Personal information
- Full name: Secundino Felgueroso Fernández-Nespral
- Date of birth: 5 October 1901
- Place of birth: Pola de Laviana, Spain
- Date of death: 2 May 1983 (aged 81)
- Place of death: Gijón, Spain
- Position(s): Forward

Senior career*
- Years: Team / Apps / (Gls)
- 1915–1916: Athletic Club de Madrid
- 1916–1917: Racing de Santander

International career
- 1917: Cantabric / 2 / (1)

President of Sporting de Gijón
- In office 1940–1945
- Preceded by: Pedro González del Río
- Succeeded by: Juan Velasco Nespral

President of Sporting de Gijón
- In office 1948–1949
- Preceded by: José María Fernández Álvarez
- Succeeded by: Paulino Antón Trespalacios

= Secundio Felgueroso =

Spanish businessman, footballer, and sports leader (1901–1983)

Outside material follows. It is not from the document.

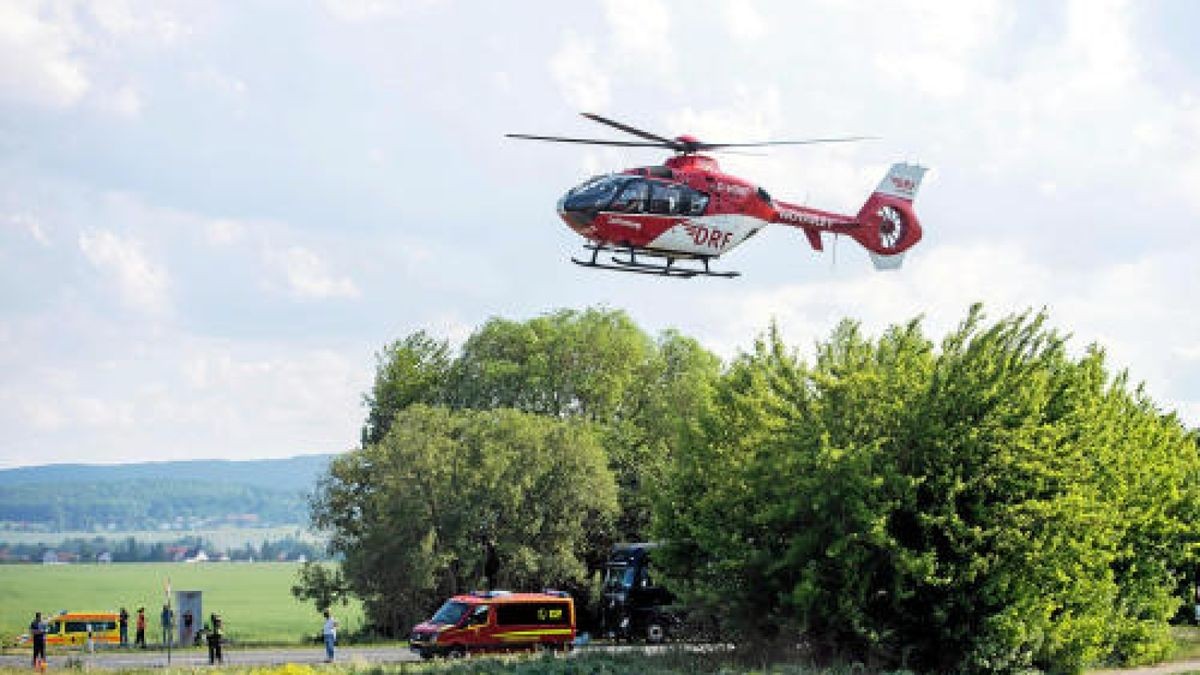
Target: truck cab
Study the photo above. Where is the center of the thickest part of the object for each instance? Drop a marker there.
(635, 607)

Secundino Felgueroso Fernández-Nespral (5 October 1901 – 2 May 1983), sometimes misspelled as Secundio Felgueroso, was a Spanish enterprising businessman in the mining and steel industry who served as a councilor and deputy mayor of the Gijón City Council.

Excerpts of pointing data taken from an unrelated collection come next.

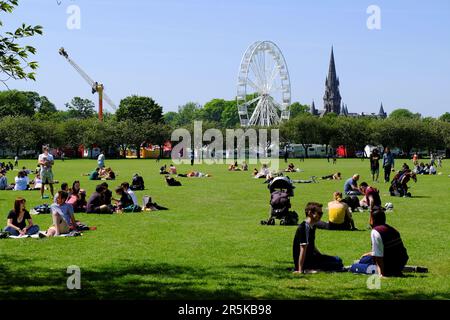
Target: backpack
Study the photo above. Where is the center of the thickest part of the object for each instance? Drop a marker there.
(42, 209)
(279, 200)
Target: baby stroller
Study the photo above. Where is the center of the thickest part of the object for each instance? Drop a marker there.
(281, 189)
(137, 183)
(399, 184)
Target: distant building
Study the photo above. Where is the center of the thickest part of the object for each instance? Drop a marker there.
(332, 100)
(332, 97)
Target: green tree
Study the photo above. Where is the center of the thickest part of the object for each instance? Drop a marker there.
(404, 114)
(18, 133)
(15, 103)
(297, 109)
(80, 108)
(188, 113)
(230, 116)
(14, 61)
(302, 129)
(139, 109)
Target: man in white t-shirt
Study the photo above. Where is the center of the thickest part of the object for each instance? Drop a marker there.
(101, 160)
(46, 162)
(126, 188)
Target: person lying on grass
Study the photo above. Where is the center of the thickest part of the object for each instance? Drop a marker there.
(96, 202)
(339, 215)
(371, 197)
(62, 215)
(305, 253)
(16, 224)
(336, 176)
(124, 201)
(388, 252)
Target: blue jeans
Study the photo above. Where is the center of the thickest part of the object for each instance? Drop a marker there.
(32, 230)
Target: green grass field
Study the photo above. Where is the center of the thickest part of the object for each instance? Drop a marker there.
(210, 244)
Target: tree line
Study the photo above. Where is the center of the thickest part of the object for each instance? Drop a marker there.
(28, 120)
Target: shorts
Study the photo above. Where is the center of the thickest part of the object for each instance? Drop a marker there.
(46, 176)
(63, 226)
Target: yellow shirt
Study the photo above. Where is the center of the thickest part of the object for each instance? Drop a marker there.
(336, 212)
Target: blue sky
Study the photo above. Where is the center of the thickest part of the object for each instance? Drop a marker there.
(178, 51)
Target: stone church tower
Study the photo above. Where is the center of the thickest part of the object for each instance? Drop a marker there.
(332, 97)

In his youth, he briefly played football for Atlético Madrid in the mid-1910s, but he his best known for his work Sporting de Gijón, which he presided on two occasions, first from 1940 until 1945, and again in 1948–49.

==Early and personal life==
Secundino Felgueroso was born on 5 October 1901 in the Asturias town of Pola de Laviana, as the first son and fourth child of Celsa Fernández-Nespral Hevia (1878–1938) and Secundino Felgueroso González (1872–1952).

He married twice: Luisa Ruiz de la Pena Cuenca (1903–1969), with whom he had two children, and María Josefa Fernández Liébana.

==Playing career==
Fernández began his football career at Athletic Madrid in 1915, aged only 13. That year, he signed for Racing de Santander, during which time he was summoned to play for the Cantabric national team in the 1917 Prince of Asturias Cup, an inter-regional competition organized by the RFEF. In the tournament, he played alongside Manuel Argüelles and the Villaverde brothers, Fernando and Senén, and scored one goal in a 3–2 loss to the Centro team (a Castile/Madrid XI).

==Life in Gijón==
In the early 1920s, his father, Secundino, together with his siblings, coal miners from the Nalón valley, completed a foreman's course in Mieres and began buying pits, including in Langreo and then in Gijón. They soon made a fortune from the mining business, which gradually increased after the creation of a railway that linked Langreo with El Musel. The Felgueroso family, which is considered one of the most influential families of the Asturian industrialization period, eventually settled in Gijón. Naturally, Felgueroso followed in his family's footsteps, becoming an enterprising businessman in the mining and steel industry of Gijón.

In 1940, the 38-year-old Felgueroso was appointed as the new president of Sporting de Gijón by government officials in Asturias. Under his leadership, the club won the 1943–44 Segunda División, thus achieving the first of its six promotions to the top flight. Having been replaced by Juan Velasco Nespral in 1945, he returned to the club's presidency in 1948, a position that he held for just one year, until 1949, when he was replaced by Paulino Antón Trespalacios.

Felgueroso also presided over the Gijón Port Board, a position that he held for 13 years, from 10 December 1964 until 1 October 1977, becoming the president of the Gijón-Musel Port Board in 1968. In 1948, Felgueroso became one of the three advisors of the Provincial Council's transport service, and he later served as a councilor and deputy mayor of the Gijón City Council.

==Death and legacy==
In 1966, Felgueroso was named an adopted son of Gijón, where he died on 2 May 1983, at the age of 81. One of his granddaughters, Paz Fernández Felgueroso, was the mayor of Gijón for 12 years, from 1999 to 2011.